Alphabet Inc (NASDAQ:GOOGL) artificial intelligence arm DeepMind says it has achieved a milestone in creating machine-generated speech that sounds more natural.
DeepMind has come up with a speech technology that it calls WaveNet, which is capable of emitting synthetic speech that sounds more human. It turns out that WaveNet is about 50% better than existing technologies when it comes to producing sound that would make you think it is a human being responding to your queries.
English and Chinese
Alphabet’s DeepMind ran a blind test of WaveNet in U.S. English and Chinese languages and human listeners felt it had an amazing speech that sounded more natural compared to the machine-generated speech in the so-called text-to-speech programs (TTS).
WaveNet is designed to emit actual human speech by learning how to perform sound waves such as those a human voice would create.
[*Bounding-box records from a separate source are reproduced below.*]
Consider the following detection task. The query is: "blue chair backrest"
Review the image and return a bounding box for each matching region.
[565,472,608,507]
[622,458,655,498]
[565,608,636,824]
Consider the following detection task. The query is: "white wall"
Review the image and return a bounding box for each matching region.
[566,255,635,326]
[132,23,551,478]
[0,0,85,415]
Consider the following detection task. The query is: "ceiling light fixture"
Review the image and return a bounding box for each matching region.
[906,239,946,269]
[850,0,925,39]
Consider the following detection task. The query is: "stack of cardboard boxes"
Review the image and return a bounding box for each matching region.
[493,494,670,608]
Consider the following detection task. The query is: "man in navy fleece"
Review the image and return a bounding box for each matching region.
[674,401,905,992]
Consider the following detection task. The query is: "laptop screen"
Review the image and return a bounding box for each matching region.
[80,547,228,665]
Alphabet’s WaveNet has many advantages over existing machine-speech technologies. However, the one that seems to stand out prominently is that with WaveNet, it is easy to modify the sound of the voice. That is the reason it is possible to achieve more natural speech using WaveNet than typical TTS programs.
A challenging task
DeepMind unit said that coming up with WaveNet was a challenging affair. For instance, the system needed to be trained like a human brain and it obviously takes time and hard work to achieve excellence in that area. Keep in mind that WaveNet belongs to the class of AI called neural network, which are technologies that get better at what they do as they get more training.
Commercial application
Though there is a wide range of potential applications for Alphabet’s WaveNet in real life situations, the company has not thought of immediate commercial application of the technology. Perhaps that tells you that DeepMind intends to refine the technology further before it can begin to bring it to market.
Alphabet got hold of DeepMind in 2014 through an acquisition that cost it $533 million.